At this point I am not sure what to do. I am finishing my intern year and have not yet started really doing anesthesia. I am sure I will really enjoy it. That is not the issue. I got into medicine in the first place because I wanted to use it to help others overseas and to travel. I have two children and I want them to learn firsthand what the world is like and how there are so many other ways of thinking and doing things. I also want them to be greatful for the opportunities they have in america, to learn another language, learn the value of serving others, etc. I did not learn these things till I was 20 years old. It changed my life and I want them to have that perspective. As many of you may know it is difficult to find funding for these types of activities, but I have an aquantence that works for a US embassy and has for most of his career. He loves it. Of course it is government pay which is not as good as private practice or acedemic for that matter (around $100,000), but it is doing what I have always wanted to do. In order to care for these families I would need to be boarded in either Internal Medicine (No Way!), Emergency (love the variety, but the schedule changes can be grueling), or Family Medicine (solid, broad training especially in proceedures if at the right residency program). A broad based intership (which I am finishing now) is just not enough.

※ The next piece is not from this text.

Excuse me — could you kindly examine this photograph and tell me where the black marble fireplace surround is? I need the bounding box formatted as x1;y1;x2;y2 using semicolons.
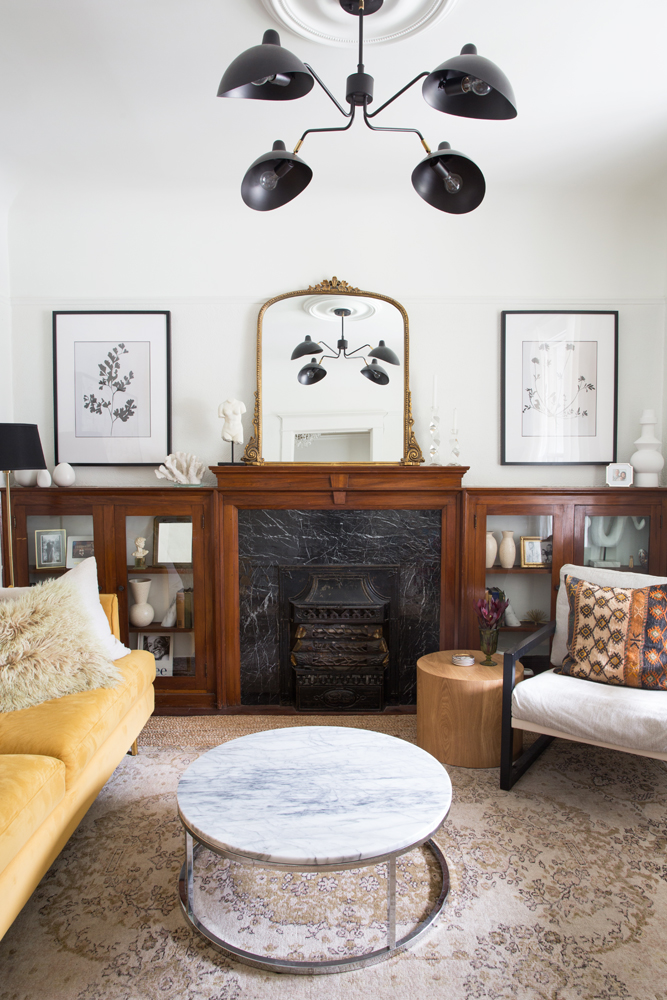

Having almost finished one of the worst years of my life, I do not want to do another intership. I wanted to know if any of you know good programs heavy in proceedures, that would: 1. Give me credit for my intern year, or at least most of it, and 2. Still teach a good variety of proceedures, but not work me to death. I have a family and this year was miserable for them. I can't do it again. I need a reasonable schedule.

At the very least have any of you heard of programs giving people credit for TY type interships? Thanks for all your help.
 
Doctors without borders needs anesthesiologists. If you think you will like and be good at anesthesia then you might consider continuing in that field. You could even continue into critical care fellowship if you get tired of the OR

As far as getting credit for the transitional year, I would guess that most FM residencies would give you credit for the months of the year that replaced parts of their curriculum. You probably could get 6 months of credit.
 
Doctors without borders needs anesthesiologists. If you think you will like and be good at anesthesia then you might consider continuing in that field. You could even continue into critical care fellowship if you get tired of the OR

As far as getting credit for the transitional year, I would guess that most FM residencies would give you credit for the months of the year that replaced parts of their curriculum. You probably could get 6 months of credit.

That is a good idea and I am sure that it would be a great experience. However, you cannot take your family with you, and that is one of the most important things for me.
 
Your specialty isn't really going to limit your international health options. Money (or the lack of it) will do that for you. Keep in mind that procedure-heavy FM is a bit of a mirage. FM procedures are generally inefficient from a reimbursement standpoint. It's better to do straight office visits with some little procedures scattered in the day.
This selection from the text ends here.